Anna is often very honest about her feelings to the reader and about the various events she goes through. She is also very clever with her scrutiny and descriptions of the different characters she has relationships with. The third person voice acts like a journal, where we hear her every thought – her fears, her loneliness, her desires. Hausfrau has a similar voice that seems to be common at the moment in a few popular contemporary novels – female voice that’s raw and direct i.e. Gone Girl, The Girl on the Train, etc. Fortunately, Anna’s voice is not annoying but realistic. Actually at some point, I felt sorry for her (didn’t last long) even though most of her problems stem from her incapacity to make proper choices and to evolve to something better.
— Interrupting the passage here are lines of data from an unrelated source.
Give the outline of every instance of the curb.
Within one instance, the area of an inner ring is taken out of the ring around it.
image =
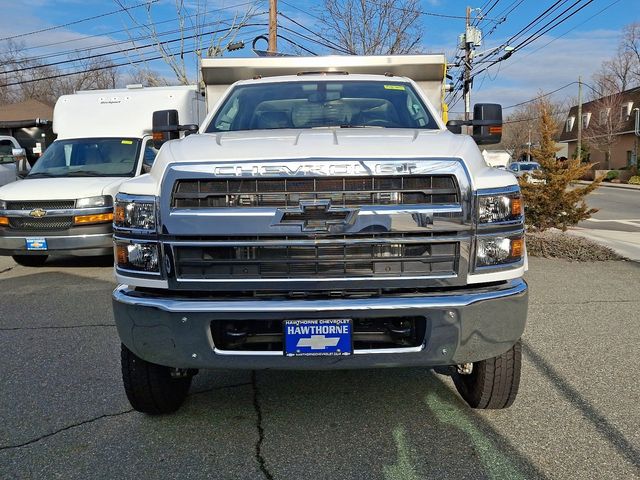
[[[591,185],[593,182],[588,182],[586,180],[576,180],[574,183],[579,183],[581,185]],[[600,187],[620,188],[622,190],[640,190],[640,185],[628,185],[628,184],[624,184],[624,183],[605,183],[605,182],[600,182]]]

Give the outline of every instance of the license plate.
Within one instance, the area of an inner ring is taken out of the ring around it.
[[[284,354],[288,357],[351,355],[352,324],[348,319],[285,320]]]
[[[47,250],[46,238],[27,238],[27,250]]]

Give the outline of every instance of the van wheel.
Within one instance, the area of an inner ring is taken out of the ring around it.
[[[521,365],[522,345],[518,340],[502,355],[475,362],[470,374],[456,372],[453,381],[472,408],[508,408],[518,394]]]
[[[172,369],[141,359],[122,345],[122,381],[131,406],[149,415],[173,413],[184,403],[194,371],[173,376]]]
[[[23,267],[41,267],[49,255],[13,255],[11,258]]]

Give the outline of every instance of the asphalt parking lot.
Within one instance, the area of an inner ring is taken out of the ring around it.
[[[640,478],[640,265],[531,259],[520,394],[423,369],[217,371],[130,409],[109,259],[0,258],[0,478]]]

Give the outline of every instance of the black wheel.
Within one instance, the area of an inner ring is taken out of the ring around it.
[[[13,255],[13,260],[24,267],[41,267],[47,261],[48,255]]]
[[[475,362],[470,374],[455,373],[453,381],[460,396],[473,408],[510,407],[518,394],[522,346],[520,340],[494,358]]]
[[[172,375],[171,368],[147,362],[124,345],[120,360],[124,390],[135,410],[149,415],[173,413],[187,398],[193,372]]]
Hausfrau’s structure is what gives it an originality that makes it interesting. It explores more than just a discontented housewife who’s trapped by home chores and such. That’s because oddly enough most of the time we follow Anna when she’s outside of the house. The juxtaposition of German language grammar and pertinent statements and questions from her psychoanalyst, between reading about Anna’s dalliances, disclose thought-provoking reasons why Anna has difficulty adapting to life in Switzerland. In no way are all of those questions answered but there is a brilliant case made for how important some life decisions are and how they can affect us for the rest of our lives. The onset of Hausfrau felt like a typical unhappy housewife story, but in spite of that beginning it gradually won me over with its structure. It’s like reading about a train wreck ready to happen, but it’s a quick read and full of lots of twists and turns that will keep you entertained. The weaknesses of Hausfrau – the predictable ending and I would have liked to see Anna evolve into a stronger woman as the story unfolded, but she seems to remain unchanging in character, no development. She didn’t even seem desperate towards the end. It seems this type of contemporary novel featuring weak women is becoming regrettably trendy. Even though, it’s definitely a good read and looking forward to Essbaum’s future novels and I may even try to pick one of her other poetry collections.
Have you guys read Hausfrau? If so what did you think?